Press "Enter" to skip to content

Redshift COPY Command – Usage and Examples

Increasingly, businesses are moving towards completely managed data warehouse services. This is because of the flexibility and ease of maintenance offered by them. Amazon Redshift makes a strong proposition among the data warehouse services because of its ability to execute complex queries over millions of rows with quick results. 

Redshift’s underlying architecture contains a cluster of instances that the user can customize based on his use case and budget. The customer is only required to pay for the storage and computing power he is using and is completely relieved of all the pain associated with maintaining the instances. Explore the features of Redshift in detail here.

In this post, we will cover the Redshift COPY command which is the standard way of bulk inserting data from another source. The post covers the following:

  1. The need for COPY command
  2. COPY command – Usage
  3. COPY command – Examples
  4. Limitations of COPY
  5. An easier way to load data to Redshift

Let us deep dive into this.

Redshift Copy Command

Redshift COPY Command – Need

Redshift is a data warehouse and hence there is an obvious need to transfer data generated at various sources to be pushed into it. One option here is to use Redshift’s INSERT INTO command, but this command is best suited for inserting a single row or inserting multiple rows in case of intermittent streams of data.

This is not optimized for throughput and can not exploit any sort of parallel processing. Hence, the need for a different command which can be used in inserting bulk data at the maximum possible throughput and speed. Let’s now look into specific parameters of the COPY command and exact details of executing the command.

Redshift COPY Command – Steps to follow

Redshift COPY command follows the below template:

COPY table-name 

[ column-list ]

FROM data_source

authorization

[ [ FORMAT ] [ AS ] data_format

[ parameter [ argument ] [, ... ] ]

The field table_name represents the target table here. This is a required parameter. 

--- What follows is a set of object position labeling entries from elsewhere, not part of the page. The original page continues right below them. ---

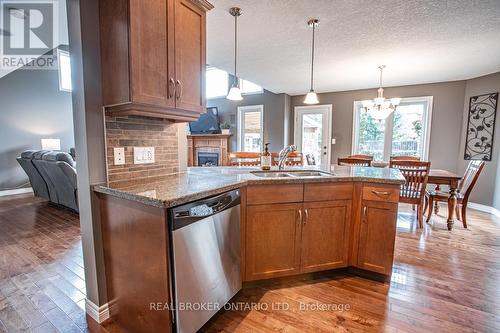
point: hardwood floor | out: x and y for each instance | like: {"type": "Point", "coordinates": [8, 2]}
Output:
{"type": "Point", "coordinates": [442, 282]}
{"type": "Point", "coordinates": [42, 283]}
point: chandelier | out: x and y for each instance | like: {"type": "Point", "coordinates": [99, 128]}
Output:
{"type": "Point", "coordinates": [380, 107]}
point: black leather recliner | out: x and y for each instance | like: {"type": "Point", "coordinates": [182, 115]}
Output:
{"type": "Point", "coordinates": [52, 175]}
{"type": "Point", "coordinates": [61, 170]}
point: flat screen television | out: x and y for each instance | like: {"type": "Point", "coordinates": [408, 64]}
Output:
{"type": "Point", "coordinates": [208, 123]}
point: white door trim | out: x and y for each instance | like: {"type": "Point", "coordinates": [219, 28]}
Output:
{"type": "Point", "coordinates": [296, 129]}
{"type": "Point", "coordinates": [239, 119]}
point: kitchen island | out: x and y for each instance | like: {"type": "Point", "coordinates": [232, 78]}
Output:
{"type": "Point", "coordinates": [290, 224]}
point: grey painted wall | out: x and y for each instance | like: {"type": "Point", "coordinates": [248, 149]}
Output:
{"type": "Point", "coordinates": [31, 108]}
{"type": "Point", "coordinates": [445, 124]}
{"type": "Point", "coordinates": [487, 191]}
{"type": "Point", "coordinates": [275, 106]}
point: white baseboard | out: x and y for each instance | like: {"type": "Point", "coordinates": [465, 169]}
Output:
{"type": "Point", "coordinates": [98, 313]}
{"type": "Point", "coordinates": [16, 191]}
{"type": "Point", "coordinates": [484, 208]}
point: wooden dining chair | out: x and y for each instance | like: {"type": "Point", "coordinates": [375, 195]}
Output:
{"type": "Point", "coordinates": [404, 158]}
{"type": "Point", "coordinates": [465, 187]}
{"type": "Point", "coordinates": [293, 159]}
{"type": "Point", "coordinates": [242, 158]}
{"type": "Point", "coordinates": [363, 156]}
{"type": "Point", "coordinates": [353, 161]}
{"type": "Point", "coordinates": [412, 191]}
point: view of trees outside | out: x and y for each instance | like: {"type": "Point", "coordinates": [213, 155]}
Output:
{"type": "Point", "coordinates": [407, 128]}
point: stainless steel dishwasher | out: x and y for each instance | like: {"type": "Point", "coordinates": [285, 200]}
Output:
{"type": "Point", "coordinates": [205, 245]}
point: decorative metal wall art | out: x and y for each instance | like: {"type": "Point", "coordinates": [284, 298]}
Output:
{"type": "Point", "coordinates": [481, 127]}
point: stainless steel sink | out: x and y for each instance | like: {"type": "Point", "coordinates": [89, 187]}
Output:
{"type": "Point", "coordinates": [290, 173]}
{"type": "Point", "coordinates": [308, 174]}
{"type": "Point", "coordinates": [270, 174]}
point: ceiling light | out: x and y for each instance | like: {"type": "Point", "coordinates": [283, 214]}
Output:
{"type": "Point", "coordinates": [311, 97]}
{"type": "Point", "coordinates": [380, 107]}
{"type": "Point", "coordinates": [235, 92]}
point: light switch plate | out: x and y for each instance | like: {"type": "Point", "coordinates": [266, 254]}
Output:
{"type": "Point", "coordinates": [144, 155]}
{"type": "Point", "coordinates": [119, 155]}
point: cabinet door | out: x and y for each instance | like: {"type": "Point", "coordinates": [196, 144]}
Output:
{"type": "Point", "coordinates": [377, 236]}
{"type": "Point", "coordinates": [272, 240]}
{"type": "Point", "coordinates": [325, 235]}
{"type": "Point", "coordinates": [150, 40]}
{"type": "Point", "coordinates": [189, 56]}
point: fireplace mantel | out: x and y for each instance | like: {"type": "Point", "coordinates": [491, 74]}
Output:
{"type": "Point", "coordinates": [207, 143]}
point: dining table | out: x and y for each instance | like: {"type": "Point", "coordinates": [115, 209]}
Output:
{"type": "Point", "coordinates": [444, 177]}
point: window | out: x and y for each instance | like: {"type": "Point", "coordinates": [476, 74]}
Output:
{"type": "Point", "coordinates": [64, 70]}
{"type": "Point", "coordinates": [405, 132]}
{"type": "Point", "coordinates": [248, 87]}
{"type": "Point", "coordinates": [216, 83]}
{"type": "Point", "coordinates": [250, 129]}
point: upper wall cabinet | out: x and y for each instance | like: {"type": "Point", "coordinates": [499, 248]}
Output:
{"type": "Point", "coordinates": [153, 57]}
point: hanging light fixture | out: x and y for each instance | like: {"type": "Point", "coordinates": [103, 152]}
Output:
{"type": "Point", "coordinates": [235, 92]}
{"type": "Point", "coordinates": [311, 97]}
{"type": "Point", "coordinates": [380, 107]}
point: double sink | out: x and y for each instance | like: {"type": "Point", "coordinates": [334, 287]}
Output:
{"type": "Point", "coordinates": [291, 173]}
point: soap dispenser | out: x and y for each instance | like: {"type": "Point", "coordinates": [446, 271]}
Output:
{"type": "Point", "coordinates": [265, 158]}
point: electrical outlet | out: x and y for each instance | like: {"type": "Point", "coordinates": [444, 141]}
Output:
{"type": "Point", "coordinates": [119, 154]}
{"type": "Point", "coordinates": [144, 155]}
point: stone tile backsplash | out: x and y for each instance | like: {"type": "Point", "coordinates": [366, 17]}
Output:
{"type": "Point", "coordinates": [129, 132]}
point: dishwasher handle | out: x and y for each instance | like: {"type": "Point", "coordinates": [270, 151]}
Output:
{"type": "Point", "coordinates": [184, 215]}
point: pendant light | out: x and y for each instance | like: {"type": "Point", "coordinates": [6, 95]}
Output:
{"type": "Point", "coordinates": [311, 97]}
{"type": "Point", "coordinates": [380, 108]}
{"type": "Point", "coordinates": [235, 92]}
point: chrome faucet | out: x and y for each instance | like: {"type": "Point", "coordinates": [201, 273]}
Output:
{"type": "Point", "coordinates": [284, 154]}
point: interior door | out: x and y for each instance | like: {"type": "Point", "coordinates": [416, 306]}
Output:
{"type": "Point", "coordinates": [313, 132]}
{"type": "Point", "coordinates": [189, 56]}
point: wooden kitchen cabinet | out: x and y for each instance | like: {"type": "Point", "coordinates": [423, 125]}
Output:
{"type": "Point", "coordinates": [153, 57]}
{"type": "Point", "coordinates": [272, 240]}
{"type": "Point", "coordinates": [325, 235]}
{"type": "Point", "coordinates": [377, 236]}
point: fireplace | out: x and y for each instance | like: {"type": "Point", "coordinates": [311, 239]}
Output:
{"type": "Point", "coordinates": [208, 149]}
{"type": "Point", "coordinates": [208, 159]}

The parameter column-list is an optional parameter. This parameter takes a list of columns to which Redshift will try to map the incoming data. This can also take a JSON file where the customer can specify the mapping expressions to assign incoming data to specific Redshift columns.

The data_source field takes the source location as the value. This is a mandatory field and can take either of the below sources

  • An S3 location.
  • A dynamoDB URL
  • An EMR location
  • An EC2 instance

The authorization field represents AWS security credentials.

FORMAT keyword is an optional field which when used with an argument helps the user specify the format of the source data. The possible arguments are:

  • CSV
  • DELIMITER – Any file with a specific field delimiter
  • FIXEDWIDTH – Data files with fixed column width
  • AVRO
  • JSON
  • ENCRYPTED – An encrypted data file. A ‘symmetric key’ to decrypt the files must be specified
  • BZIP2
  • GZIP
  • LZOP
  • PARQUET
  • ORC
  • ZSTD

COPY command can also take in conversion commands that can alter the behaviour of implicit conversions that the command will do while inserting data. The following are the possible conversion arguments.

  • ACCEPTANYDATE
  • ACCEPTINVCHARS
  • BLANKSASNULL
  • DATEFORMAT
  • EMPTYASNULL
  • ENCODING
  • ESCAPE
  • EXPLICIT_IDS
  • FILLRECORD
  • IGNOREBLANKLINES
  • IGNOREHEADER
  • NULL AS
  • REMOVEQUOTES
  • ROUNDEC
  • TIMEFORMAT
  • TRIMBLANKS
  • TRUNCATECOLUMNS

Other than these, the COPY command can also take arguments to control the load process like error behaviour, compression, etc.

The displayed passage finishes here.